20:53 How to Vet AI Vendors for Security
Just as hackers once exploited SQL injection vulnerabilities in databases, they can now manipulate AI agents through "prompt injection"- cleverly phrased responses designed to trick the system into revealing patient PHI or violating HIPAA compliance. Nathan stresses that legitimate AI vendors build multiple layers of data partitioning: the agent never has access to sensitive patient details until the caller proves their identity through configurable verification (date of birth, name, insurance number). When evaluating an AI company, don't just ask "Is this cool?"—investigate their management team, financial backing, and ten-year burn rate like you would a practice acquisition.

24:47 Customer Centricity Starts with Customer Advisory Boards of "Mavens"
Nathan's approach to product strategy is radically customer-centric: Planet DDS launched seven customer advisory boards populated by "mavens" - early adopters who evangelize solutions to peers - meeting quarterly to review roadmaps and monthly for iterative progress on features. The genius is that instead of product teams guessing which feature matters most (Feature A versus Feature B), they ask the customers directly: "Will this actually deliver the value we think it will, or are we solving the wrong problem?" These boards surface the consistent pain point across all DSOs - revenue squeeze and EBITDA pressure - which becomes the North Star for prioritization. By embedding customers into the product development process rather than just collecting surveys, you gain business context that no internal team can replicate, ensuring every release directly addresses real financial or operational pain rather than shiny features nobody needs.

28:43 Unpacking the Prioritization Framework
When Nathan evaluates competing features or initiatives, the deciding factor is always the same: which one saves clinicians or RCM staff the most time? This ruthless impact-per-hour-saved lens cuts through nice-to-have ideas and focuses engineering effort on margin-expanding wins that directly reduce headcount costs or revenue leakage. He's discovered that even the most efficient DSOs spend one RCM FTE for every $12 million in processed revenue - still expensive - and Planet DDS's vision is to get that to one FTE per $15-20 million through RCM automation inspired by the payments industry. By always asking "How much time does this save?" instead of "How innovative is this?," you stay aligned with DSO profitability rather than chasing buzzwords, and your team understands the business logic behind every sprint.
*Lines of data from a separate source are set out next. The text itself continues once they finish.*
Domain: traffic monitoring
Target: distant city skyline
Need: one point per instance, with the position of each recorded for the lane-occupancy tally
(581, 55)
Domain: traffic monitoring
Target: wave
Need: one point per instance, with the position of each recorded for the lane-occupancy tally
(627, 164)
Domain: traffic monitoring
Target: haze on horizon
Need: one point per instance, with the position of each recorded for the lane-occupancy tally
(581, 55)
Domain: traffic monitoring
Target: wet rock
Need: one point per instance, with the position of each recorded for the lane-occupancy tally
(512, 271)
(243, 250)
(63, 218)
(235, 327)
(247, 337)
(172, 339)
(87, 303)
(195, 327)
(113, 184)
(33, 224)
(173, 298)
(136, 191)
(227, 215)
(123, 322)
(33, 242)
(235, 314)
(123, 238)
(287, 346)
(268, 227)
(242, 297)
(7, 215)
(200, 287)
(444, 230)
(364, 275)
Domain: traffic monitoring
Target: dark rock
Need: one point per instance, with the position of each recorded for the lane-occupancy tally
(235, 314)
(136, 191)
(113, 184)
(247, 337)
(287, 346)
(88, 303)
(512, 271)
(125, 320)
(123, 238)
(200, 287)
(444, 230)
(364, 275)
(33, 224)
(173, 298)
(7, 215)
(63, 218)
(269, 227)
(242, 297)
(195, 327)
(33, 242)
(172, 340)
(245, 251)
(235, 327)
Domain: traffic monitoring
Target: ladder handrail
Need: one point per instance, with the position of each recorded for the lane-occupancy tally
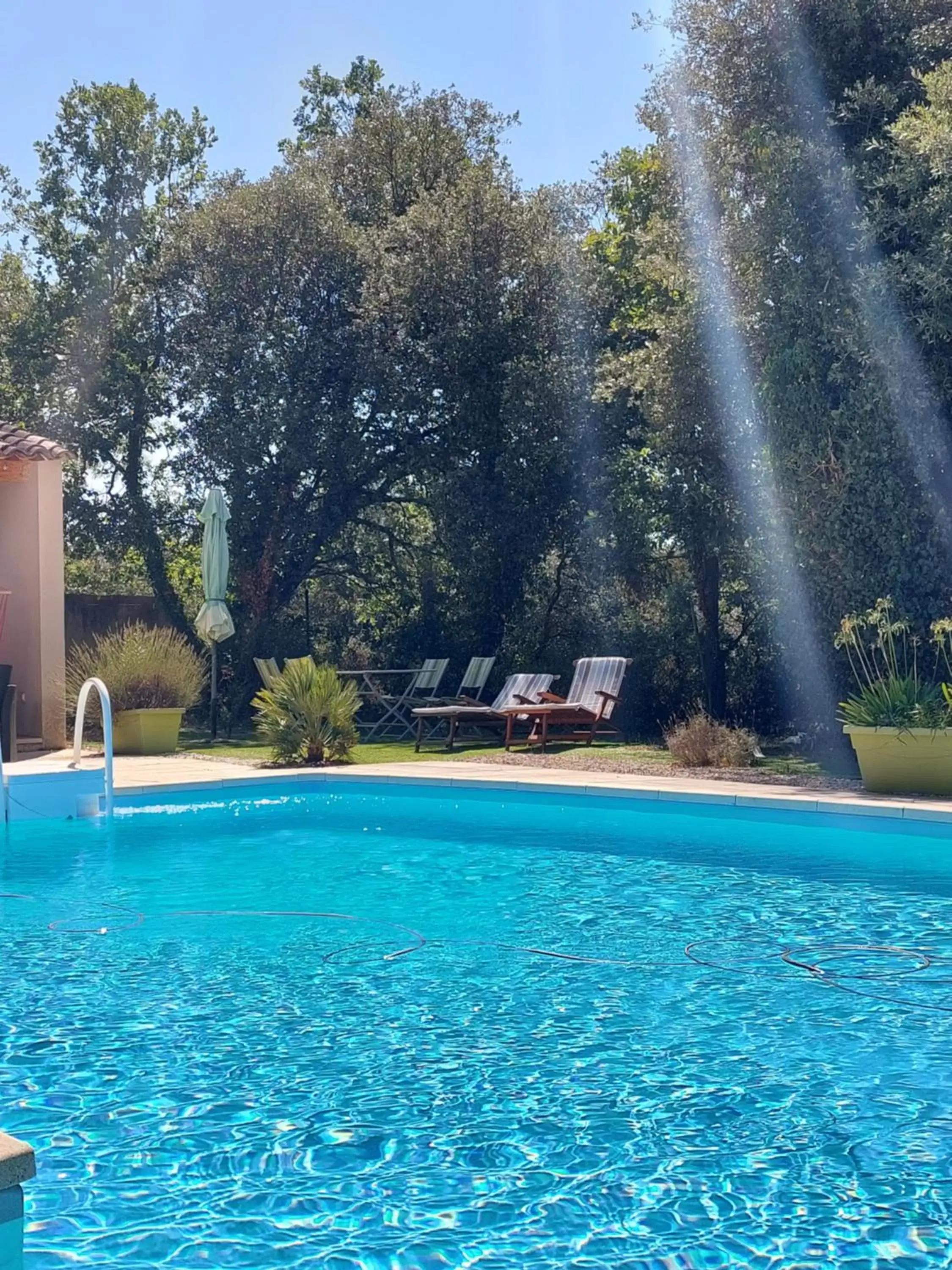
(107, 734)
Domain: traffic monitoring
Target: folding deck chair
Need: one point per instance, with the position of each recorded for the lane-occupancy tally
(421, 690)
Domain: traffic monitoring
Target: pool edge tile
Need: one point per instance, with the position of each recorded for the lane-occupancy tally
(891, 811)
(699, 797)
(779, 802)
(937, 814)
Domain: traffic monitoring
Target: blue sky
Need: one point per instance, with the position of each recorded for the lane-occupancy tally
(574, 69)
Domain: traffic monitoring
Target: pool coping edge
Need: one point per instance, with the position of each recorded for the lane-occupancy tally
(749, 799)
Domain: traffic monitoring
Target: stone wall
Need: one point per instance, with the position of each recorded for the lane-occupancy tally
(88, 616)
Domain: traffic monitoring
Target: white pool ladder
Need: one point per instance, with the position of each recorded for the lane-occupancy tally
(107, 734)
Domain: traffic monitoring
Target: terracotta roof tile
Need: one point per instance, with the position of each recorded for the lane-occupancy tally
(18, 444)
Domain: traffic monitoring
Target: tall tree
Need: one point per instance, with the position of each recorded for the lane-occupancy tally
(671, 488)
(113, 176)
(487, 303)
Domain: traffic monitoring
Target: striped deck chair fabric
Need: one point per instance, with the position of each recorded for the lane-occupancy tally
(429, 677)
(517, 687)
(584, 712)
(528, 686)
(594, 675)
(475, 676)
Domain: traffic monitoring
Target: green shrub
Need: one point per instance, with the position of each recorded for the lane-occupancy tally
(702, 742)
(308, 715)
(144, 668)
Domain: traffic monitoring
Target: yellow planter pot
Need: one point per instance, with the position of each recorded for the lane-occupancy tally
(146, 732)
(903, 761)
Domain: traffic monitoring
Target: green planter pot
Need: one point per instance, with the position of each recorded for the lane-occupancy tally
(903, 761)
(146, 732)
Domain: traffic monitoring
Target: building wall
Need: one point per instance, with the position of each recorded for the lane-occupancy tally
(32, 569)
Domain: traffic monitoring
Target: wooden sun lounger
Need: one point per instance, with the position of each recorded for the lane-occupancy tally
(518, 690)
(593, 696)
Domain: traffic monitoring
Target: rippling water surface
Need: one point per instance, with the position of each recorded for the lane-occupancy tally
(403, 1032)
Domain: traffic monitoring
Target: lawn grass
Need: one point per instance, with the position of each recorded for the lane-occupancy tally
(248, 747)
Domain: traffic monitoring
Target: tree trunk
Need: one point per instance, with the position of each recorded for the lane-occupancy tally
(146, 536)
(714, 663)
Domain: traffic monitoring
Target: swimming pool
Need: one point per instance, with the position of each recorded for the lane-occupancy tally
(407, 1029)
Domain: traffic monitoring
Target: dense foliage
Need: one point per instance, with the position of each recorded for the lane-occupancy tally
(692, 412)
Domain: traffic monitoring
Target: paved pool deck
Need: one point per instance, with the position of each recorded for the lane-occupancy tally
(183, 773)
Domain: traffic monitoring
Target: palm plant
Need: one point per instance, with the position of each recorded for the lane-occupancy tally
(884, 656)
(308, 714)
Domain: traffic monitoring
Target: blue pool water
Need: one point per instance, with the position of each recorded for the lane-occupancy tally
(216, 1075)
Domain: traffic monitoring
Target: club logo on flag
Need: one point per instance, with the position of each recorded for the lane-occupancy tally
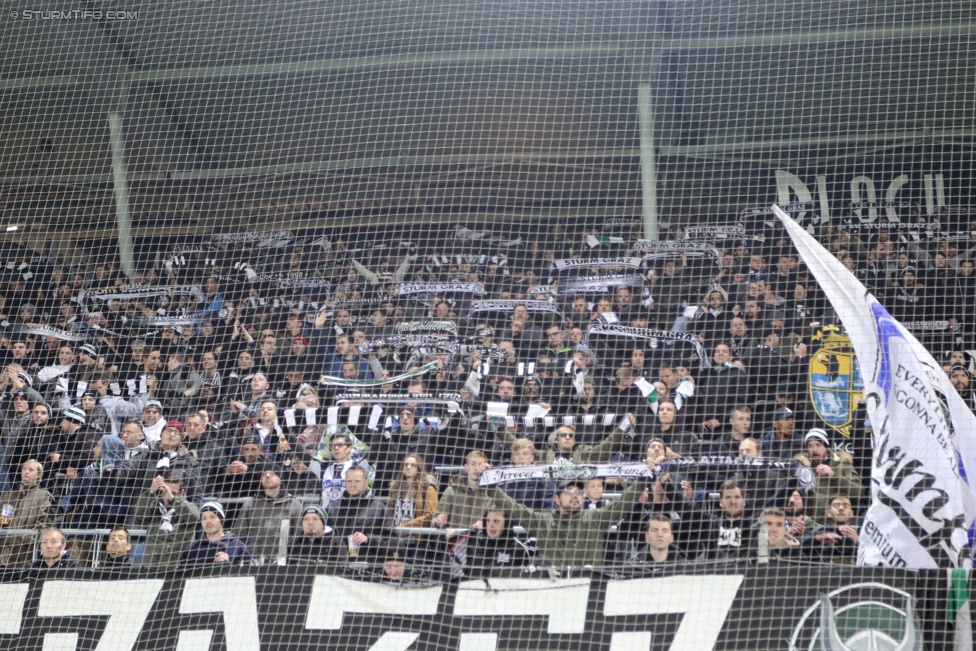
(835, 380)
31:05 Why Product Leaders Act as the Connective Tissue
Nathan believes product managers are "connective tissue" across organizations, and that means attending real sales conversations, implementation calls, and account reviews - not via summary email, but in real-time. He even required his entire product team to read sales books so they'd understand pipeline, lead qualification, and champion dynamics, ensuring product decisions reflect what customers actually need versus what internal teams assume they need. When a sales rep struggles during a demo or a customer expresses frustration, product managers sitting in that conversation gain context no survey can provide and spot the next priority before it becomes a churn risk. This philosophy breaks down the classic product-sales wall that plagues growing organizations, ensuring your team ships solutions to the exact problems your market is experiencing today, not yesterday's assumptions.